Over the last month or so, I've been learning the Scottish Gaelic words for the song Ailein Duinn, for another collaboration with Willie Gibson. I sang on his Cutty Wren project a few years ago, and this is even more challenging. The synth version of the song he has made is faster than any of the online versions, but the fact that those are slower has meant that I have been able to get an idea of the pronunciation of the Gaelic words. It's probably still wrong (I'm prepared to be laughed at), but a plea on social media led to precisely nobody being able to help with that.

Gaelic isn't like any other language I've learned. I spoke to a chap with Arabic heritage the other week in Glasgow and he said that sonically there's a lot on common between the two languages. To sing, I've had to persuade my voice to behave in ways it never has before. Gutteral sounds in the German language fit into the spoken rhythms with a particular logic, and I think from what I hear that there are a lot more of those sounds in Gaelic, and you have to move your lips into different shapes to make the sound 'bh', for instance.

Anyway, I sent the track to him on Thursday evening and he sent me a mix yesterday. I think it sounds good: it's more folky that I usually sound and even that has had its challenges. Folk singing has lots of glissando, and crescendos in places where in my normal singing I would hold back. I decided not to sing it in the style of the internet examples, but to think of the plaintive nature of the words and use that as inspiration. Willie's track sounds like the thrashing sea, and the hero died in a shipwreck so that seems just right.

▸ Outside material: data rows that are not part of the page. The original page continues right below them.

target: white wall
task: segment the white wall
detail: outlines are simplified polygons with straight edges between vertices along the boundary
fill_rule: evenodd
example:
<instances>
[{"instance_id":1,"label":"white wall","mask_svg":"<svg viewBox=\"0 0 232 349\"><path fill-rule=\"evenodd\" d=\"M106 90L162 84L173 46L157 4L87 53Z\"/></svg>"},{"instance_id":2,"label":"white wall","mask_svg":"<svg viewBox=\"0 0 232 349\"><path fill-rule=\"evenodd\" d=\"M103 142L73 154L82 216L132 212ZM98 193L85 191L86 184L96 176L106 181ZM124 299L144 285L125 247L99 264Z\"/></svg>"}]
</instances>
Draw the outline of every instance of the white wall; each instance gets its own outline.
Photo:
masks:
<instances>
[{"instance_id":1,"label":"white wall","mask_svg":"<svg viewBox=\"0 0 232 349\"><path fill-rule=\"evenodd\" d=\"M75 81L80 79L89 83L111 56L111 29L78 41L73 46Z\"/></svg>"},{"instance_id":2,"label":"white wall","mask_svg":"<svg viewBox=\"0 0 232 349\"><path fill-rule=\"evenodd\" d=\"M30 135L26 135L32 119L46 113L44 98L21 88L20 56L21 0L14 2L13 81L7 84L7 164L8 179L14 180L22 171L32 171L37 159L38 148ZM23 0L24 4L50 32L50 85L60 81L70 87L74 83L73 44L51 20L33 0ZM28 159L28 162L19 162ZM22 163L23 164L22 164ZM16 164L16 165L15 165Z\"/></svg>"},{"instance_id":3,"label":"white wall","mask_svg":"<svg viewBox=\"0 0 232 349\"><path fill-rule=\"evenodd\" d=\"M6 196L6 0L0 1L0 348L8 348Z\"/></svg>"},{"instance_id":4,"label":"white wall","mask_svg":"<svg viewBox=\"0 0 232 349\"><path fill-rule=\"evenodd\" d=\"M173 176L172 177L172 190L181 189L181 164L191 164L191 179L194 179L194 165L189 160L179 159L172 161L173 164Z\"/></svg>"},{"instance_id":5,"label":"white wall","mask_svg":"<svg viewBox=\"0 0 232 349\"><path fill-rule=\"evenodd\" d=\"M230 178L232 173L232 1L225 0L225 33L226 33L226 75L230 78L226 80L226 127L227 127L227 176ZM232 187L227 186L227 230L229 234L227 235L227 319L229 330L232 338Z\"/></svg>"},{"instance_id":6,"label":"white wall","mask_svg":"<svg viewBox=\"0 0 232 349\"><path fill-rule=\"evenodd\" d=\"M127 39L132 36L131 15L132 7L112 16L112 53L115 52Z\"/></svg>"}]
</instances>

I went and collected the remaining songs that my brother James wrote yesterday so I can help his son to decide which ones we should release next. I made quick mp3 versions from James's files, and realised at one point that some of them may have been partially muted. I'll listen this weekend and see if that is the case: I caught some of them in time, just before I bounced them down. There are about seventeen songs left, quite a lot!

I went to see Gina on the way there, too. A final obstacle in her plan to tour the US with Miki Beryeni got solved just while I was there, which is really great news. I'm going to be doing backing vocals in a couple of her songs at the 100 Club gig, the day after the Essential Logic show at the Lexington, and then again in November (photo by Dean Chalkley)

I'm planning another Everybody gig like the album launch for Showtunes in the Shadows that I did early this year, so I'll be contacting everyone next week to see who is available and when. Gina has said she can do it in December; ideally everyone will be there and also the extra people (Ruth and Karina) who contributed to that gig.

Funny... I thought nothing had happened this week! That's mainly because I was going to sit down and try to arrange some gigs. Normally, I'd have done that in January, but I was recovering from surgery that month, and also collecting all the energy that I could muster so I could do the group of gigs in March that I'd booked before the operation. It's fantastic to be able to sing. Three cheers for Professor Lim and his team, and also for the NHS who graft so hard to keep us all alive- or at least to add as many years to our mayfly lives as they can!